TUS MENYUAM HLOB
Tus Menyuam Hlob / ลูกคนโต translates to ‘the eldest child’ in Hmong / Thai.
It’s an illustration of a knight clothed in my own design of Hmong and European armor, an attempt to merge two sides of my ethnic background. This is a large-scale piece, it includes ceiling-to-floor pattern work draping onto the floor behind and the life-size illustration that hangs in the front; all these pieces are suspended from the ceiling.
This character in my piece is a reflection of the role I hold in my family. Being a knight involves being “gifted” with heavy responsibilities that are often not chosen to be taken on willingly. There is limited room for what they can control and what is meant for them. And sharing that space is also the sensation of being suffocated by the mass of expectations being carried around with them constantly.
This piece is intended to make space for those who were raised in an immigrant household with the role of being the oldest child. That role we are “gifted” may feel special in its own ways, little do people know that it can feel very suppressing.

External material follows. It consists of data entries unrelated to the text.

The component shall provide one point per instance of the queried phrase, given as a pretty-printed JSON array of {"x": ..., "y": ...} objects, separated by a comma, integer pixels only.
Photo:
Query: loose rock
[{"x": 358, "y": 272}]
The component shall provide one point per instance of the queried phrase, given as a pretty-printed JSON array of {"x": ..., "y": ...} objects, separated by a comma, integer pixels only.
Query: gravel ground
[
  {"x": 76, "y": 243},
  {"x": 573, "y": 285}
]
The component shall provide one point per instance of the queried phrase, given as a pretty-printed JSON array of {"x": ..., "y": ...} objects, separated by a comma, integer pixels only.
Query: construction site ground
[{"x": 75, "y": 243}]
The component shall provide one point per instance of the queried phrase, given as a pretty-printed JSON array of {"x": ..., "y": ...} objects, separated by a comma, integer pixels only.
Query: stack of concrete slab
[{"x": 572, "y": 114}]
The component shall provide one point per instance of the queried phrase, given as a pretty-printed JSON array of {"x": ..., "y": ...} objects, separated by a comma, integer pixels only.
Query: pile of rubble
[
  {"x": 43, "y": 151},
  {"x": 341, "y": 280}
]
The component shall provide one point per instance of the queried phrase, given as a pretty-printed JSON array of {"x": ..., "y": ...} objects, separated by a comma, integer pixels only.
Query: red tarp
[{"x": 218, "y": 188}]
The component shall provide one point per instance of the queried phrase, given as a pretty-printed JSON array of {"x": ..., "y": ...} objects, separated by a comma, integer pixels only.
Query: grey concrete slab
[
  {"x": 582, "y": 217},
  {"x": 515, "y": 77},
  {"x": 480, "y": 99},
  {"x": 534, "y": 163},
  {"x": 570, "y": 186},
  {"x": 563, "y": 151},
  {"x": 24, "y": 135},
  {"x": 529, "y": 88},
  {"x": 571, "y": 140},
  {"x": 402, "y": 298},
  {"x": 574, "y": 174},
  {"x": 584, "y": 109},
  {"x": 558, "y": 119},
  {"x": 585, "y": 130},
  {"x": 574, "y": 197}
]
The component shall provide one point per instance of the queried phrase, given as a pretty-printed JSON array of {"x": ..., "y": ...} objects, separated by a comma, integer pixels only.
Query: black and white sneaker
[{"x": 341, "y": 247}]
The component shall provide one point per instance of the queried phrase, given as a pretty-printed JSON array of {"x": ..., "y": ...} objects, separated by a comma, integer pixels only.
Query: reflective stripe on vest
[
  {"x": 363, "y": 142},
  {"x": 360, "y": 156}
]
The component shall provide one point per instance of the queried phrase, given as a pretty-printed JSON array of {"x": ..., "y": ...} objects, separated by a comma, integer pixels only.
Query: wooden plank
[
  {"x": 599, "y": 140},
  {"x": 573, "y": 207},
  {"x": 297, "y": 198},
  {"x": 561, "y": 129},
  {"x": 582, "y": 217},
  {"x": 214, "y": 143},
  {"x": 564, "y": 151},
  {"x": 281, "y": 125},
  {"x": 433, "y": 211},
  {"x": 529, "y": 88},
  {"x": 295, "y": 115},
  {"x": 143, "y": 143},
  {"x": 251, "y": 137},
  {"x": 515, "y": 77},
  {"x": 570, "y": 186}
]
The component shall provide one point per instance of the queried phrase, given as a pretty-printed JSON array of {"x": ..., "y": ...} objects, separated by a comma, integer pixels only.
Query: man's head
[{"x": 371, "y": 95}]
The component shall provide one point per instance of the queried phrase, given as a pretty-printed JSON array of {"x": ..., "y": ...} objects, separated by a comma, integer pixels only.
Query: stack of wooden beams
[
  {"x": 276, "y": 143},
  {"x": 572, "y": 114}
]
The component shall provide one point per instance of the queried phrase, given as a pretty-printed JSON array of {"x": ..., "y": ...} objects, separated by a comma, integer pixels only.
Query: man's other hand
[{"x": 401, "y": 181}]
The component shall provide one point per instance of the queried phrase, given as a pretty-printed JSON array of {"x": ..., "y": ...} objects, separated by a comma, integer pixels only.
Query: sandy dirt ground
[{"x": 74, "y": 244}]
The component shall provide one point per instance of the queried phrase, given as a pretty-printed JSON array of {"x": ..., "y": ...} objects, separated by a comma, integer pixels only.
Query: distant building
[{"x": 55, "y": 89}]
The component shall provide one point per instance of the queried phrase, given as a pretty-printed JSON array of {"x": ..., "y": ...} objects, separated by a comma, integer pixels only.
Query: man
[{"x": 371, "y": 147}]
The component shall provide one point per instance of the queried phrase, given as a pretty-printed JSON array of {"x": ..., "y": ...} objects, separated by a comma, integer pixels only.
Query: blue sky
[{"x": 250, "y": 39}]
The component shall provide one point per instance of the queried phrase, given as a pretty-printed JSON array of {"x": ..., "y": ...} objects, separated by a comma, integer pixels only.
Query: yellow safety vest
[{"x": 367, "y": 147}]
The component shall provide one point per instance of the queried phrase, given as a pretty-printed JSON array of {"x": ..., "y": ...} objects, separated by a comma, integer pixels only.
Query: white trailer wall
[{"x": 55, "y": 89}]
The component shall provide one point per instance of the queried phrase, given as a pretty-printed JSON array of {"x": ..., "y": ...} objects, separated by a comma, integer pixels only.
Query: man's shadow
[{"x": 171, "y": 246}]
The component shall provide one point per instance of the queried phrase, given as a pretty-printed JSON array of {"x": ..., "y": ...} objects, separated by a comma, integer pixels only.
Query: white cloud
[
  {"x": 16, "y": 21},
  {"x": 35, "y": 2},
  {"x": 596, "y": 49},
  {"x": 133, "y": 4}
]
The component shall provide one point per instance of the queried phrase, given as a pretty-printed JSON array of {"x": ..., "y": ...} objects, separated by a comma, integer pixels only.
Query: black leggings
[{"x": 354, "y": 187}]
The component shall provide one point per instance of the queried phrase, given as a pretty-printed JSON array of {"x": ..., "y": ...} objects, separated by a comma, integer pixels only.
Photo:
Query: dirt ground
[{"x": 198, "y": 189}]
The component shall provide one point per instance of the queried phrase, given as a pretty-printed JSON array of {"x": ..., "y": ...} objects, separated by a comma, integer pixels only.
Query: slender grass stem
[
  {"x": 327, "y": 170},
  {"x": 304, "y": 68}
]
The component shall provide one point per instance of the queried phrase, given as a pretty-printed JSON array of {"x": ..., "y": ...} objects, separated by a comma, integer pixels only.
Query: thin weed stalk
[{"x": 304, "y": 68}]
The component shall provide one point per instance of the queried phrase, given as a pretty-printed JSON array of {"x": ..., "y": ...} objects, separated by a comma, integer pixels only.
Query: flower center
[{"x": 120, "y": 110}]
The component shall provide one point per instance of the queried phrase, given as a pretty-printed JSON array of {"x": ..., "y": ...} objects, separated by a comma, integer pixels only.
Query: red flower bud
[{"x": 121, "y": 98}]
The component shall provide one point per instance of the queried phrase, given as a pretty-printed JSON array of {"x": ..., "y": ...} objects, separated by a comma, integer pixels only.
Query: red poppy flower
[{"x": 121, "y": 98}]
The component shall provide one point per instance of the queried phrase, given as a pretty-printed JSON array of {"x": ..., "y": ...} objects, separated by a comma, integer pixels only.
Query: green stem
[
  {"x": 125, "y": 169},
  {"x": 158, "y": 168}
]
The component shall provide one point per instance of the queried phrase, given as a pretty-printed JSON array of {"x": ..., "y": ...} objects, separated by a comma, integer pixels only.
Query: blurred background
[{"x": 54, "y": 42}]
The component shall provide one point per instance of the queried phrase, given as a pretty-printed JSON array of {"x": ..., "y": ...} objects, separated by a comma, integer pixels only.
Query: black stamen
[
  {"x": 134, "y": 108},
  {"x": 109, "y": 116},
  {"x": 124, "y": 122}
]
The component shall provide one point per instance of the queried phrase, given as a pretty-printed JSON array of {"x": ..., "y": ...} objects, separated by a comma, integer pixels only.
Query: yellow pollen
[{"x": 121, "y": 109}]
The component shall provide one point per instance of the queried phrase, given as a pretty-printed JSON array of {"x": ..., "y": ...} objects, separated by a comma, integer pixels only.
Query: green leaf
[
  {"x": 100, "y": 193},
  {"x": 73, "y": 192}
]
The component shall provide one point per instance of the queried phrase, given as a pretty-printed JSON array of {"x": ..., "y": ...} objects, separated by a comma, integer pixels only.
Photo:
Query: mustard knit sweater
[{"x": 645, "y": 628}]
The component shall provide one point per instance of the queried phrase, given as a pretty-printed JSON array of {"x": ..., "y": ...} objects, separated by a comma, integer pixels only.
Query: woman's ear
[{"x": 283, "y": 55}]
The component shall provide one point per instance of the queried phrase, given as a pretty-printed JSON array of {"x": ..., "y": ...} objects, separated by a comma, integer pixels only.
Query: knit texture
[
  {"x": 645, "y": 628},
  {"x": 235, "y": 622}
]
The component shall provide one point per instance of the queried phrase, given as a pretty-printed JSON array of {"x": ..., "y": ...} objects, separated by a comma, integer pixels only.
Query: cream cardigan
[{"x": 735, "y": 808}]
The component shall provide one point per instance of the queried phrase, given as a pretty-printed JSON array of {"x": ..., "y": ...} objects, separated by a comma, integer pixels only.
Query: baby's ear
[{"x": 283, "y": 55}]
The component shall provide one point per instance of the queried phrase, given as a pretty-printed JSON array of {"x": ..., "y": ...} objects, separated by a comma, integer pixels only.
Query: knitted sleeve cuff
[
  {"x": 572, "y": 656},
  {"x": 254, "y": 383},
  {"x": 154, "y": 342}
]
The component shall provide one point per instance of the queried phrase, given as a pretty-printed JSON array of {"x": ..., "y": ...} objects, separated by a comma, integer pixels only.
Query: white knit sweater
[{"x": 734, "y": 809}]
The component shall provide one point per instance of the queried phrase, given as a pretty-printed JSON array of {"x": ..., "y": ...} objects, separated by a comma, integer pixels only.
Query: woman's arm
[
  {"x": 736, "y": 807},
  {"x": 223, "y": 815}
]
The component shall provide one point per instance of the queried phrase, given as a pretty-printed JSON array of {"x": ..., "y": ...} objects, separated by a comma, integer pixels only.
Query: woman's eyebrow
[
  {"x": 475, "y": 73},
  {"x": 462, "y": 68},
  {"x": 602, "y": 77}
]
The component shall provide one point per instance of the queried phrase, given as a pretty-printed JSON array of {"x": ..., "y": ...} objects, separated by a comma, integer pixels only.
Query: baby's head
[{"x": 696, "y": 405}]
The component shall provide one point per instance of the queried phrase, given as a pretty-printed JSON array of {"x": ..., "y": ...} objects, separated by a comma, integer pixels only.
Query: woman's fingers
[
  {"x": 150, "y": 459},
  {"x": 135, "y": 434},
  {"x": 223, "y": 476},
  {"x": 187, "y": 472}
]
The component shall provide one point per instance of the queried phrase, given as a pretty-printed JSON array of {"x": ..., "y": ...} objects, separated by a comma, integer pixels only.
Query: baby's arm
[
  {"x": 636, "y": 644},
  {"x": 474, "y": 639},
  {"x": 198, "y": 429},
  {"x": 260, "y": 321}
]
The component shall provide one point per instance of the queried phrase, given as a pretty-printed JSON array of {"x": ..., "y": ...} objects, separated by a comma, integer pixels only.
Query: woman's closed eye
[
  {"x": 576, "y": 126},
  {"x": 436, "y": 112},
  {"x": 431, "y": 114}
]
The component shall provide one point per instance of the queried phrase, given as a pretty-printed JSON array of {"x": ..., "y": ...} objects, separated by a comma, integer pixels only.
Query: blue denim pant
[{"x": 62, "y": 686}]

We are the first of a new generation from our parents’ lives. We are conditioned to become someone our loved ones see as “successful” and to prevent us from making any mistakes that may steer us away from their ideal.
But that someone isn’t who I am or want to become. The oldest child is consumed by others’ needs and expectations, they carry around others’ trauma and burdens. They are numb to making their own decisions and stories. And the fear of stepping outside of those set paths is dangerous enough to keep me in them. Not having the space to learn about my own self-identity and future is and will always be, enraging.
While making this piece, I went through a lot of twists and turns with myself. It was very frustrating and it was difficult to depict so many emotions and visuals into something I could call my own. I wanted this piece to express everything I wanted to say that I’ve been holding in for so long. There were a hundred different scenes and visuals in my head, playing out like a silent film. I wasn’t sure how to express any of it. I only realized what I was doing when the work was finished. Small details of cut hair scraps, soiled cultural clothing, rosacea, no jewelry, the facial expression, all of it was added naturally without a second thought. And all of these details have their own story, their own memory, and their own burden.
After the installation was completed, I was really shocked at how full of color it was and the size of it. Originally, I had planned for a darker piece that would be more quiet and more intimate. I wanted ambient glowing warm tones in dark detailed spaces. I am happy with the final result, I think subconsciously I did want it to have such a presence that I wasn’t prepared for in the beginning.
I hope whoever sees my work makes space for me. There were many moments in the past when I have given up and shared my space with others when I didn’t want to. Having this space to express my work and identity really means the world. I also want my piece to bring comfort to those who share my experiences.
This is a work of power and control, something that took me a while to find for myself.